Because of its relative under-development there were issues in the past with petty crime and theft against visiting yachts. Thankfully this is now greatly improved with the efforts of the local ‘boat boys’ who’ve formed themselves into an organized group called PAYS (Portsmouth Association of Yacht Services). They each have their own boat with their name brightly painted on the side, and one of them will come out to greet you as you enter the anchorage in Portsmouth, helping you pick up a mooring if that’s want you want, or organizing tours, laundry, garbage and any other needs. They are all, without question, delightful and helpful, with wonderfully quirky names like Lawrence of Arabia, Eric Spaghetti, Uncle Sam and Andrew Cobra.
Our yacht helper was Jerome, working for the Cobra group. We decided to take a mooring to support the good work they do, and at US$10 per night it’s pretty reasonable. Jerome also offered to go to customs to clear us in – as the customs building was way down the end of the bay we gladly accepted his offer, expecting to have to pay for the service, but he never charged us. Maybe it was a good ploy, because we ended up doing two tours with them.
Our first tour was a day-long trip around the northern end of the island, with our tour guide Uncle Sam, and a young Englishwoman from another yacht. It became a bit of a botanical extravaganza, with Uncle Sam pointing out all the different fruit trees – grapefruit, papaya, breadfruit, soursop, plantain, guava. Everything and anything seems to grow here, including coffee beans and cocoa which are a major export item. Every now and then Sam would stop the car and disappear into the bushes, only to return with handfuls of wild herbs for us. It became a bit of a game of “guess what he’s collecting now” but we were all stumped when he started carving bits of bark off a tree. Turns out it was a cinnamon tree, so I now have two very handsome pieces of cinnamon bark, in addition to a big bunch of lemongrass (which has made delicious lemongrass tea), basil and two types of bay leaves.
We also hiked for a short way to have a refreshing swim at the Chaudiere Pool,
stopped for lunch on the Atlantic side of the island,
The next day we spent working on the boat, installing our booster wifi antenna at the top of the mast. Several long, hot hours later it was in place but it was hard work for Bruce being thrown around by the swell coming into the anchorage (and hard work for me winching him up to the top). So the following day we relaxed and went on the Indian River tour with Roy, our rower and guide.
This is an amazing, magical river with huge bloodwood trees making a canopy over the water, their intricate roots looking like something out of a film set.
In fact, this was the setting for one or more scenes from Pirates of the Caribbean 2 and 3, and Calypso’s hut is still there adding to the spooky atmosphere.
At the end of the navigable part of the river (approximately 1 mile) the Cobra group have installed a bar where we stopped to sample the local rum cocktail Dynamite.
While we were enjoying our drinks, Roy constructed a little souvenir for the ladies on the boat, a beautiful little palm leaf weaving complete with hibiscus flower.
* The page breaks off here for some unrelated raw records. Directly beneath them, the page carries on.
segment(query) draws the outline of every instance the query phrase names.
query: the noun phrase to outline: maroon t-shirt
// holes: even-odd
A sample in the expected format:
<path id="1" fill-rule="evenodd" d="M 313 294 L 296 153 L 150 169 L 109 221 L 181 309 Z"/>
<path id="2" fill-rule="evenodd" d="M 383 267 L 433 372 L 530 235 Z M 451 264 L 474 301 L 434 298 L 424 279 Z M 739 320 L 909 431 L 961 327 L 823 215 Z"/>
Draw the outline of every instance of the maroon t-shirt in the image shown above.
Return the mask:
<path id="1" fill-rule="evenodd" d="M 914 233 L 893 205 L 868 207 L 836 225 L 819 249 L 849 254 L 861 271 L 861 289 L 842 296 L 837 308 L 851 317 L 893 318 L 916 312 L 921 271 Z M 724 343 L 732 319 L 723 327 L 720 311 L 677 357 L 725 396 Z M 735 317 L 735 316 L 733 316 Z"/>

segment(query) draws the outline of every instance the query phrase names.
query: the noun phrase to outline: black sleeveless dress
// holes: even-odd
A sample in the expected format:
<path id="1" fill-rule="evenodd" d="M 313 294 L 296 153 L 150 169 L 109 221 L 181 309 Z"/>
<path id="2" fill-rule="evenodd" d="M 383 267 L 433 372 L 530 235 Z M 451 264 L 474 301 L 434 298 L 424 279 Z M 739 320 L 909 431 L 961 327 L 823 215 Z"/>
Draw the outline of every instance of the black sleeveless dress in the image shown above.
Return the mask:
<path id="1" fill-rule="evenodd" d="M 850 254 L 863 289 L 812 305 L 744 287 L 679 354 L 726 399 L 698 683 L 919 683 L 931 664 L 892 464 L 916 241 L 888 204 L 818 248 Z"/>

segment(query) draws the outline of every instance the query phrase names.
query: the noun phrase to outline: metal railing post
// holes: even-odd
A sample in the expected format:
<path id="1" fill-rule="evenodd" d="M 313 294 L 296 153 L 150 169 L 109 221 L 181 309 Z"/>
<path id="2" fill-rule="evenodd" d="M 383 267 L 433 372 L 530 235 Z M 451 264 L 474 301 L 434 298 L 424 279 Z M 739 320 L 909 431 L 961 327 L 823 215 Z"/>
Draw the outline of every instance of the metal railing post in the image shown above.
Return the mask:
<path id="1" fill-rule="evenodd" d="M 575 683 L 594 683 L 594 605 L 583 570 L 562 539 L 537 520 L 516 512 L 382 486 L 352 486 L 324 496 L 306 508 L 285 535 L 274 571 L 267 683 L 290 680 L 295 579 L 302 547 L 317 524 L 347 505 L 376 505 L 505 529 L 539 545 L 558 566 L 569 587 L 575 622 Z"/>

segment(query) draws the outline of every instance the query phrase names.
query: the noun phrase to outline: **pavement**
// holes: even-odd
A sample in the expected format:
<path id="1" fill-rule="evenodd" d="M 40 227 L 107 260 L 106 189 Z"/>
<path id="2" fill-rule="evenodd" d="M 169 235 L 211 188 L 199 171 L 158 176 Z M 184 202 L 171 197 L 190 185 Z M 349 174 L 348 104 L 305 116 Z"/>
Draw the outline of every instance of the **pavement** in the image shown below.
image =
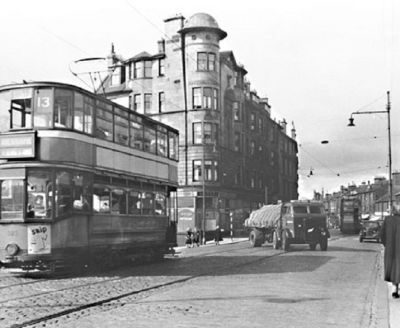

How gorgeous!
That night we attended a beach barbeque put on for cruisers by PAYS, one of their regular fundraising ventures. It was a fun night with the rum punch flowing and the opportunity to meet other cruisers from around the world.
We loved our time in Dominica – the people were exceptionally friendly and laid back, even down to the fruit seller Christian who rowed his little boat around the anchorage with his greeting of “Welcome to Paradise”. It was indeed, and we would have loved to stay longer and see more of this beautiful Island, but we needed to press on. But there is a little bit of our hearts that will always remain in the Nature Island.